La façon de représenter les femmes musulmanes dans les médias est un autre stéréotype sur l’islam. Les femmes musulmanes occidentales sont souvent dépeintes soit comme des victimes passives du pouvoir que les hommes exercent sur elles, soit comme des féministes courageuses qui s’opposent à ce pouvoir malgré une situation désavantageuse. Les récentes polémiques concernant le voile intégrale et sa place dans l’espace publique québécoise nous démontre comment les médias critiquent parfois l’islam parce qu’il marginalise les femmes et accorde un pouvoir disproportionné aux hommes [3]. Plusieurs enquêtes et reportages argumentent qu’accepter l’islam est associé au renoncement de l’égalité par les femmes, et leurs droits sont représentés comme incompatibles avec la liberté de religion [4]. Par conséquent, les mots les plus souvent utilisés par les journalistes et les politiciens pour parler des femmes musulmanes sont « isolées », « battues », « insultes », « voile », « religion », « haine », « droits de la personne » et « extrémisme » [5]. Dans des séries dramatiques ou téléfilms comme Les experts ou Esprits criminels (Criminal Minds), les musulmanes sont presque toujours des victimes de violence conjugale ; par ailleurs, dans des séries ou des films policiers, leurs apparitions sont souvent brèves, laissant ainsi la place à un homme qui se dit « le responsable » [6].
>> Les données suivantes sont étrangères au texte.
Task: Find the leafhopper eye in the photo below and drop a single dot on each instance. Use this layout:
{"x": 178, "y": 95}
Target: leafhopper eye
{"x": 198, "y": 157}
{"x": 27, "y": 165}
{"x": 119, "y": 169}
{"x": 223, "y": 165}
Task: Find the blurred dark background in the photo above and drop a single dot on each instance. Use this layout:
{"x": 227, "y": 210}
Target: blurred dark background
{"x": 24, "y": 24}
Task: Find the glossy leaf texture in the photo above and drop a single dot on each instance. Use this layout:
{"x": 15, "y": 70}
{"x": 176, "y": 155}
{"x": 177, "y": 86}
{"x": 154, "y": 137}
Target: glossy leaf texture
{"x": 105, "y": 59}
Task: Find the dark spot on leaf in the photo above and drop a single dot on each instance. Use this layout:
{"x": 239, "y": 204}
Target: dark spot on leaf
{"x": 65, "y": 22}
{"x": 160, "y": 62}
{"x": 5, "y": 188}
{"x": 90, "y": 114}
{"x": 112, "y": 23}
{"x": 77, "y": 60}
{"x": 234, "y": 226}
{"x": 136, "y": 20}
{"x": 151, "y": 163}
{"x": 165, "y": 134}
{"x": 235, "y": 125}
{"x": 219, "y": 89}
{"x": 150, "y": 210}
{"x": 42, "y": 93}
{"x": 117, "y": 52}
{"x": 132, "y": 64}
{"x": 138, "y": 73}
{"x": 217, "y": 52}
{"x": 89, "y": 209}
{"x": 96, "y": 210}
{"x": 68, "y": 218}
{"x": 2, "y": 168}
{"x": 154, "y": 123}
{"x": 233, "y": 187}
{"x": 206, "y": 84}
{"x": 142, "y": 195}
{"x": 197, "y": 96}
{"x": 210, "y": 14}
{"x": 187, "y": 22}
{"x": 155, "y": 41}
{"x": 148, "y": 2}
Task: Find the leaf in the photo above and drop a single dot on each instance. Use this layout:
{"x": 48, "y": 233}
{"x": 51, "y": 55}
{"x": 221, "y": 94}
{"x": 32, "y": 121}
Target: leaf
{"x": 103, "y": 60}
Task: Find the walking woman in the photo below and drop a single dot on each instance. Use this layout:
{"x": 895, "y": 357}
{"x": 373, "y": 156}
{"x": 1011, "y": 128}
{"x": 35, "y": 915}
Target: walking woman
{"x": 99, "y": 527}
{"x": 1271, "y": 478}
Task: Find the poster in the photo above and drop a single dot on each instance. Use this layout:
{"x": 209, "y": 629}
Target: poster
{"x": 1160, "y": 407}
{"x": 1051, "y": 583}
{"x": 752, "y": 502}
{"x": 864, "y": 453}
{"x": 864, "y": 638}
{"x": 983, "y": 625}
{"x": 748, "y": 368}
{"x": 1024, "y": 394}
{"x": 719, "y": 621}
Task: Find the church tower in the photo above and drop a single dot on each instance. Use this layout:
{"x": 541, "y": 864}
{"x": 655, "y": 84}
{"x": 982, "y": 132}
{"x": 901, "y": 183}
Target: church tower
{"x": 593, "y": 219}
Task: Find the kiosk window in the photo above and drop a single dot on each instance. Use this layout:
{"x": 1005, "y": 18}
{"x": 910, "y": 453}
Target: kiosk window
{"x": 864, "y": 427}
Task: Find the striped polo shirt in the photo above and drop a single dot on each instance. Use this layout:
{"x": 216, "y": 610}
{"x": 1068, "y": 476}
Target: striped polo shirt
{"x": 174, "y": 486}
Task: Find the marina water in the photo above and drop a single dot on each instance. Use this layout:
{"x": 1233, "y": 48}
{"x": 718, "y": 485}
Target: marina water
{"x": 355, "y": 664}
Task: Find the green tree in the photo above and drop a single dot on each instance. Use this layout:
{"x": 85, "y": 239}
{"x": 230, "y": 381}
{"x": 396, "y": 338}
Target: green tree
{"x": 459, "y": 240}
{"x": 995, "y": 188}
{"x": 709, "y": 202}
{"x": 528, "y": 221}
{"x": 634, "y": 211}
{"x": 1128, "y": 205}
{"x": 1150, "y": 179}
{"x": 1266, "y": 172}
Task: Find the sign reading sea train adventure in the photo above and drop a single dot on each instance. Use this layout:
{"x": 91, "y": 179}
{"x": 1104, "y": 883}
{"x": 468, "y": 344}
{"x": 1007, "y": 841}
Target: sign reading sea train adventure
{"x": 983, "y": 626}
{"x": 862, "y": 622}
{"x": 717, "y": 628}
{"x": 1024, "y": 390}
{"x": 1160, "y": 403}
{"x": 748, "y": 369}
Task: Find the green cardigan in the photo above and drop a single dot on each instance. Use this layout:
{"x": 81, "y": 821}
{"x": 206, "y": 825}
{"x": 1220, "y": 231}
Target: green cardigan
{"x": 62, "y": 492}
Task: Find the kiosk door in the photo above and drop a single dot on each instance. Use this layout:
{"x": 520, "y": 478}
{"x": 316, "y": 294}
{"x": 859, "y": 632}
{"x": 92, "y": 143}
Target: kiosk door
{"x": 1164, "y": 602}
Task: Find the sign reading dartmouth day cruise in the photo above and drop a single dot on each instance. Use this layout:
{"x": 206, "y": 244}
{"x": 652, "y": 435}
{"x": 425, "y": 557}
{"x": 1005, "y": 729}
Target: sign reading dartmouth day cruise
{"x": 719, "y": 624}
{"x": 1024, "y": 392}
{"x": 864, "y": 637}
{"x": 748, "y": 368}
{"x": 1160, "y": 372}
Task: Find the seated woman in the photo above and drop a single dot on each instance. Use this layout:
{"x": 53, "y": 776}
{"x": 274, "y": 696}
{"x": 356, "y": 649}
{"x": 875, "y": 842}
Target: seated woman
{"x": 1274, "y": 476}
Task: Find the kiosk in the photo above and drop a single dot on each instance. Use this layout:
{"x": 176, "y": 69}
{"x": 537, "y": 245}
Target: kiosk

À vrai dire, bien que certaines femmes musulmanes choisissent de se conformer aux traditions patriarcales, de nombreuses autres sont totalement autonomes et appliquent ces enseignements de façon ponctuelle. Le stéréotype marginalisant les musulmanes ne considère pas la diversité de leurs expériences et applique les idéaux occidentaux en matière de pouvoir et d’égalité des sexes à une religion non occidentale.

Il existe pourtant des représentations sensées de l’islam. Celle que l’on fait d’une communauté musulmane de la Saskatchewan dans La petite mosquée dans la prairie a été saluée par la critique et a contribué à chasser certains stéréotypes courants auxquels la communauté islamique fait face. L’islam est aussi dépeint positivement grâce au personnage de Dust dans la série X-Men, une musulmane inébranlable qui pratique sa religion tout en se battant au côté de ses compagnons d’armes.

La façon dont l’islam est représenté dans les médias ayant changé radicalement au cours de la dernière décennie, il est essentiel de comprendre comment ces représentations ont façonné l’opinion publique. Alors que seulement une minorité d’enfants nourrissent des idées préconçues ou racistes envers l’islam, la majorité d’entre eux perçoivent les musulmans comme des « étrangers », alimentant ainsi la notion que l’islam est une menace pour la culture occidentale et que les musulmans sont différents de ce que les membres de la société occidentale « devraient » être [7].

 


[1] Gudel, J. (2002). A Post 9/11 Look at Islam. Christian Research Institute. Accéder : 4 février 2011. http://www.equip.org/articles/a-post-9-11-look-at-islam
[2] Miller, J., & Sack, C. (2010). Terrorism and Anonymous Sources: the Toronto 18 Case. Canadian Journal of Media Studies , 8, 1-24.
[3] Furseth, Inger. (2010). Power and migrant Muslim women. International Sociological Association. Gothenburg, Sweden.
[4] Huth, C. (2010). Keeping the faith: An exploratory analysis of faith-based arbitration in Ontario. Masters Abstracts International, 48(1), 1-120.
[5] Conte, D. (2009, September 23). Women: Strained stereotypes - Daniela Conte | Reset Dialogues on Civilizations. Reset Doc: Dialogues on Civilizations. Accéder : 9 février 2011. http://www.resetdoc.org/story/00000001456
[6] Elghobashy, S. (2009, January 12). Muslim Stereotypes in Hollywood: Are they really fading? . elan: The Guide to Global Muslim Culture. Accéder : 9 février 2011. http://www.elanthemag.com/index.php/site/blog_detail/muslim_
stereotypes_in_hollywood_are_they_really_fading-nid503043165/
[7] Revell, L. (2010). Religious education, conflict and diversity: an exploration of young people's perceptions of Islam. Educational Studies, 36(2), 207-215.